Data & code availability
Sample annotations for the expression and mutation analyses are in different sheets of Suppl. Table 12. Expression read counts for tumors and organoids (obtained using featureCount) will be available from GEO (https://www.ncbi.nlm.nih.gov/geo/query/acc.cgi?acc=GSE165649) from the time of publication. The codes reproducing the results of this study are available from Github (https://github.com/HollandeLab/FOLFOX_Resistant_mCRC).
Acknowledgements
The authors are very grateful to staff from the University of Melbourne imaging (Paul McMillan and Ellie Cho) and Flow cytometry (Vanta Jameson) platforms, the Peter MacCallum Cancer CAHM (Centre for Advanced Histology and Microscopy) and the Molecular Genomics Core for their technical help during completion of this work. We also wish to acknowledge funding from the CSSANZ Foundation Grant (AGH and CB), the PMCC Foundation Grant (AGH and CB), Covidien Grant (CB), the Tour de Cure Foundation (Senior Research Grant, FH) and the NHMRC of Australia (Project grants #GNT1164081, FH). We also thank Mr. Jamie Keck, Mr. Michael Johnston, Mr. Adrian Fox, Mr. Simon Banting, Mr. Jacob McCormick, Mr. Satish Warrier, Mr David Chan, Mr. Glen Guerra, and Mr. Joseph Kong for facilitating sample and reagent access and for helpful discussions.
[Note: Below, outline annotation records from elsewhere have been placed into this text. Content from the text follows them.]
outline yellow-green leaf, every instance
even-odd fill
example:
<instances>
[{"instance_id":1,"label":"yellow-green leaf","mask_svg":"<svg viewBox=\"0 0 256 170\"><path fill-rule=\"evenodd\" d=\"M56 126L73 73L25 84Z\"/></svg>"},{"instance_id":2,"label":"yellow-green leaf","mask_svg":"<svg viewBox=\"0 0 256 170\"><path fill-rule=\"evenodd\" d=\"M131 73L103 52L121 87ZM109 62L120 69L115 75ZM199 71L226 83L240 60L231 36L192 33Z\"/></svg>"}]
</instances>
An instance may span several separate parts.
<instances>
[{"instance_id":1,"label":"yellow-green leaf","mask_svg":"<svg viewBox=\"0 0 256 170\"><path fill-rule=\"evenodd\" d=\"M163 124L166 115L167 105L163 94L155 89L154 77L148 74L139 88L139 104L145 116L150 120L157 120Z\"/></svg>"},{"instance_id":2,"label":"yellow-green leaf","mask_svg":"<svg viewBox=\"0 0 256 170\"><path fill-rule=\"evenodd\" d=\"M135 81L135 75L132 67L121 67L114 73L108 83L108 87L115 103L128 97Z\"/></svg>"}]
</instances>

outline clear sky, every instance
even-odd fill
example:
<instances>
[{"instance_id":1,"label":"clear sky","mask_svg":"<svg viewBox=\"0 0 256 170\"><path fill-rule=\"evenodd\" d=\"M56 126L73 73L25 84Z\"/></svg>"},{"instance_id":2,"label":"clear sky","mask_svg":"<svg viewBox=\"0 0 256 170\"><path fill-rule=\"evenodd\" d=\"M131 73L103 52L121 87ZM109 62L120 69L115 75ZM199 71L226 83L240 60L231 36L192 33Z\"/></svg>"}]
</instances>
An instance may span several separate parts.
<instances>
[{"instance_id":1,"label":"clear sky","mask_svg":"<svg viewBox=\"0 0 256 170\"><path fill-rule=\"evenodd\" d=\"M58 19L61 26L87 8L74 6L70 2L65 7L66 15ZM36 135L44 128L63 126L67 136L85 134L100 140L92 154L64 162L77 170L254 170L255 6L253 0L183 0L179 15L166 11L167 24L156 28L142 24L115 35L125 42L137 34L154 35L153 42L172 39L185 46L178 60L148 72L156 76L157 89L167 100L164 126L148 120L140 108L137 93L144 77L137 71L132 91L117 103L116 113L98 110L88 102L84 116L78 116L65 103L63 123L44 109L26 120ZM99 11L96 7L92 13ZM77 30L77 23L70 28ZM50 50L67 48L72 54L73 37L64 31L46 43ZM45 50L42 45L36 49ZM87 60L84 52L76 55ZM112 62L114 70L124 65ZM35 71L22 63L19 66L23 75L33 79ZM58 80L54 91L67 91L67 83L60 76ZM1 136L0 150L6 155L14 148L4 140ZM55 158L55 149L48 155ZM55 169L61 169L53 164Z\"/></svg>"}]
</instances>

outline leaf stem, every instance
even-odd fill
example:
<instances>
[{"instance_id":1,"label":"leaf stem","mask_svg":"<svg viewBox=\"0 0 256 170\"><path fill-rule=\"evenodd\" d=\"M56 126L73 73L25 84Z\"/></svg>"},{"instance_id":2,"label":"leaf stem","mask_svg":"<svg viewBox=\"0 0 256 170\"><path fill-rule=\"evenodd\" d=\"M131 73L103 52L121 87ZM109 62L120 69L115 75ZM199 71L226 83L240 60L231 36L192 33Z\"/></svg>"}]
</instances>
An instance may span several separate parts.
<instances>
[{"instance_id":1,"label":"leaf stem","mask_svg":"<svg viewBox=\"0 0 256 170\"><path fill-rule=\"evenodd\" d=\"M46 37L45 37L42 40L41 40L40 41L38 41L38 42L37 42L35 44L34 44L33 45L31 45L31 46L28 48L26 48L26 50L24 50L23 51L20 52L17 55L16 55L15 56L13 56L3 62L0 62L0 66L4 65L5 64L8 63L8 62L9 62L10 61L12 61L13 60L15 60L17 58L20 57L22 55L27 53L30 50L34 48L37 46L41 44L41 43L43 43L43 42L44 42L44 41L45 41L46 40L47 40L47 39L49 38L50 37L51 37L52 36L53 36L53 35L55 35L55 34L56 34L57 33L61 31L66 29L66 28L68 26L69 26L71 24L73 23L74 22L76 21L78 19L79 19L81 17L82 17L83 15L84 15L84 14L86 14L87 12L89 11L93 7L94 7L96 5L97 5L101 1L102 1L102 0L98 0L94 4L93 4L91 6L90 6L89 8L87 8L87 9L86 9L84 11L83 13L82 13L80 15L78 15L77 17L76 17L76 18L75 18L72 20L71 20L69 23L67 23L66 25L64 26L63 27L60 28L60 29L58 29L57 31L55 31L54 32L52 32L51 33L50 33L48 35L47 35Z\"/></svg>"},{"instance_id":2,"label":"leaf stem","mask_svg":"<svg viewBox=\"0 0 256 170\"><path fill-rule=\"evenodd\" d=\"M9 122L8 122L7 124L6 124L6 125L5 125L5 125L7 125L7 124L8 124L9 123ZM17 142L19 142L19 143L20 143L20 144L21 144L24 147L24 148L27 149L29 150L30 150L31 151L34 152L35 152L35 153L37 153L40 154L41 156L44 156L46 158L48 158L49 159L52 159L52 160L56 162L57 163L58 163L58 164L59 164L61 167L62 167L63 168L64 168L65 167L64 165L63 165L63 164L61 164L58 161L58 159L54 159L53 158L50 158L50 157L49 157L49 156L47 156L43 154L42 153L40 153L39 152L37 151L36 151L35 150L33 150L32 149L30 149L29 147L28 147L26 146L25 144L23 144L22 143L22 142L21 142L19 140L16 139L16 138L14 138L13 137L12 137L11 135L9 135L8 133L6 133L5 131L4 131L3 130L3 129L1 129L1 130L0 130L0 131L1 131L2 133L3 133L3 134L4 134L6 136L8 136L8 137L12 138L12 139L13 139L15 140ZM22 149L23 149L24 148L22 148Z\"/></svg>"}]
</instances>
The Victorian Centre for Functional Genomics (K.J.S.) is funded by the Australian Cancer Research Foundation (ACRF), Phenomics Australia (PA) through funding from the Australian Government’s National Collaborative Research Infrastructure Strategy (NCRIS) program, the Peter MacCallum Cancer Centre Foundation and the University of Melbourne Research Collaborative Infrastructure Program (MCRIP). We acknowledge Compounds Australia (Griffith University) for their provision of specialized compound management and logistics research services to the project.